Contrat d'amodiation

Extrait du livre "La Chartreuse du Reposoir" par l'abbé Jean Falconnet (pages 60 à 67)

Cet extrait du livre décrit un exemple du type de contrat de location d'une exploitation agricole entre les moines chartreux qui en étaient propriétaires, et les familles d'agriculteurs qui en devenaient locataires pour une durée de 9 ans renouvelable.

Cet exemple se rapporte aux familles Pasquier ; plus précisément il s'agit, selon l'analyse des divers documents, d'Antoine né en 1682, qui a épousé Marguerite Moret ; son fils Charles, né en 1703, épouse M.Hélène Dupont ; Joseph né en 1746, le fils de Charles, épouse Jeanne Guimet en 1767.

En effet selon la généalogie établie, le père de cette dernière est Joseph Guimet qui a épousé en 1746 Françoise Chevrand.; parmi leurs enfants on trouve Pierre, Joseph et Antoine.

L'abbé Jean Falconnet précise, aux pages 66-67, que le "grangeage" (exploitation agricole) qui avait été loué par les Chartreux à Antoine (pages 60 et 65) puis à son fils Charles, avait ensuite été loué à la famille Guimet : Joseph puis ses trois fils Pierre, Joseph et Antoine.
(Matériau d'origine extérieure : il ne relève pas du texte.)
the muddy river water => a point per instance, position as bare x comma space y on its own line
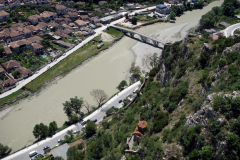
105, 71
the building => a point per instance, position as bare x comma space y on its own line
60, 151
81, 3
72, 14
60, 9
102, 3
3, 16
94, 20
37, 48
48, 16
42, 1
163, 9
11, 65
84, 17
24, 72
34, 19
15, 36
8, 51
80, 23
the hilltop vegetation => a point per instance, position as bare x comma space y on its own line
190, 102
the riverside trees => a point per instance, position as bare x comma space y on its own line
99, 95
72, 108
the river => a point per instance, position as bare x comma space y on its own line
105, 71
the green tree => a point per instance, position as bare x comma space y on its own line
16, 74
40, 131
52, 128
122, 84
134, 20
4, 150
135, 71
90, 128
172, 16
73, 107
1, 51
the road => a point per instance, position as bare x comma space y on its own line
229, 31
98, 114
44, 69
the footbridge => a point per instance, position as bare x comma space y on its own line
144, 37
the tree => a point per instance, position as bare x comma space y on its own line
134, 20
16, 74
135, 71
172, 15
87, 106
40, 131
4, 150
73, 106
90, 128
99, 95
1, 51
52, 128
122, 84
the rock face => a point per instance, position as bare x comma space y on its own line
164, 74
200, 116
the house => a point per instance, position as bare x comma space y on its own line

On peut en déduire que ces derniers sont bien respectivement le père et les trois frères de Jeanne Guimet tel que décrit dans la généalogie. Car Joseph Pasquier l'époux de Jeanne est selon la généalogie, le fils de Charles (épouse M.H.Dupont), fils d'Antoine né en 1682 (épouse M.Moret), cités plus haut. Ce rapprochement entre les Pasquier cités dans le livre de l'abbé Falconnet et ceux de la généalogie met en évidence l'erreur de filiation citée à la page 65 à savoir que Antoine n'est pas fils de Théodule Pasquier du village du Pâquier, Baillage de Gruière en Suisse …Il est le fils de Charles, épouse François Ody, fils de Georges épouse Pernette Rigaud, qui vinrent s'établir au Reposoir en 1654.

L'abbé Falconnnet reproduit ci après les actes à l'identique des documents originaux.
Conseil de lecture : pour une compréhension plus facile il faut "entendre" la phonétique du texte.

Extrait du livre :

Les titres des contrats d'amodiation sont nombreux dans les papiers de la chartreuse du Reposoir. On retrouve dans plusieurs telles ou telles des conditions de l'emphytéose. Chacun offre de plus ses clauses spécifiques. Mais aucun n'est très ancien. Nous en avons parcouru plus de trente, tous passés dans la période de 1722 à 1792. Chaque bail nouveau annulant le précédent, on n'avait plus intérêt à conserver les contrats primitifs.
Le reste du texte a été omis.